Interest rates matter, but asking price is still what sells a home

Homes priced right first time find a buyer in around five weeks, while overpriced homes take three months longer, and new LRG research shows what buyers are looking for.

The Bank of England’s latest decision to hold interest rates is welcome news for buyers and sellers, providing greater stability and confidence for those considering a move this summer. However, for anyone buying or selling a home, the figure that matters most is still the asking price. Homes priced right from the start are finding buyers in around five weeks, 36 days on average, according to Rightmove’s May House Price Index. While those that launch too high and later reduce take 127 days, a full three months longer.

New research from LRG shows why. Buyers are committed, but selective: asked what would stop them making an offer, 56% named a home being overpriced for the property or area – comfortably the biggest dealbreaker, ahead of major work needed (42%) and damp or structural problems (35%). The findings come from LRG’s Sales Report Summer 2026, a survey of more than 700 buyers and sellers across the market, from first-time buyers to downsizers.

National data also shows the cost of starting too high.

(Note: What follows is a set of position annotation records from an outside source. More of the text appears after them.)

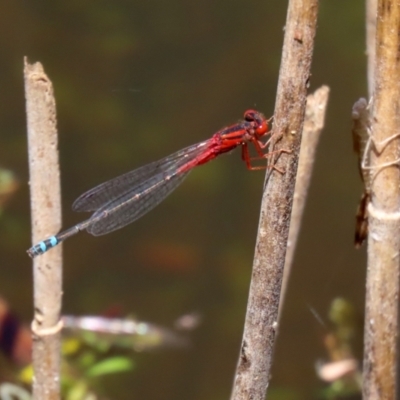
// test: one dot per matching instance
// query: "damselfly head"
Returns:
(258, 122)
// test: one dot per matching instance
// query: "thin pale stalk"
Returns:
(381, 319)
(253, 370)
(313, 125)
(46, 219)
(371, 7)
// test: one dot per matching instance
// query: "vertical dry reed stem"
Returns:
(46, 220)
(381, 320)
(252, 374)
(313, 124)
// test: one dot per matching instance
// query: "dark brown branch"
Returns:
(252, 375)
(46, 220)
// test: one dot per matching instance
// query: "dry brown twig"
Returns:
(46, 219)
(381, 319)
(313, 124)
(252, 375)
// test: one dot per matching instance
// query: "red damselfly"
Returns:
(124, 199)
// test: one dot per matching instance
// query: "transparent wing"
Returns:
(133, 204)
(112, 190)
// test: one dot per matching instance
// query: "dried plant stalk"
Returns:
(313, 125)
(381, 320)
(252, 375)
(46, 219)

Zoopla research published in May found that 44% of homes listed over the past three years failed to sell, and a third of those sellers admitted, with hindsight, that they had priced too ambitiously. Nationally, almost a third of homes currently for sale have had a price reduction, according to Rightmove.

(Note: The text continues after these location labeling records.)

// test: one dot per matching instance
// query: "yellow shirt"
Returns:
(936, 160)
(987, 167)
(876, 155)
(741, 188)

“Buyers can check what comparable homes actually sold for in a couple of minutes, and they do,” says Neil Louth, Group Executive Director of LRG and CEO of The Acorn Group. “Nowhere is that more evident than in London, one of the most price-sensitive markets in the country. A home that launches at the right figure attracts viewings in its first fortnight, when interest is at its peak. One priced to ‘leave room for negotiation’ often sits unsold, and the longer it sits, the harder that conversation becomes.

“The Bank of England’s decision to hold rates is another positive signal for the market. It gives buyers confidence to commit and supports the increasingly competitive mortgage market we are seeing from lenders. However, regardless of where rates sit, the fundamentals remain the same. Realistically priced homes are selling, and they’re selling well. This is a market that rewards getting it right first time.”

Sellers themselves agree, often with hindsight. Looking back on their sale, more than a third (35%) said getting the price right from day one mattered more than they had expected.

That makes professional advice on pricing the most valuable preparation a seller can do. LRG’s research found more than three-quarters of sellers (77%) priced on an agent’s valuation – 48% on a single valuation and 29% after comparing several – while only 2% relied on gut feeling.

“The strongest starting point is a professional valuation based on what similar nearby homes have actually sold for, not what they were listed at,” explains Neil. Buyers in the survey put it more bluntly. Asked what they wished sellers would do, their advice included “get real on price” and “put an actual price, not ‘offers over’”.

“The decision to keep rates unchanged should help support market confidence,” concludes Neil. “Stability gives buyers reassurance when making long-term financial commitments and provides sellers with confidence that demand remains supported. We are already seeing lenders competing hard for business, with new mortgage products being launched and rates becoming increasingly competitive as lenders position themselves for improved market activity.

“Buyers are active, lenders are competing hard for business and there is positive momentum across the market. The homes that succeed this summer will be the ones launched at a figure buyers can justify from day one.”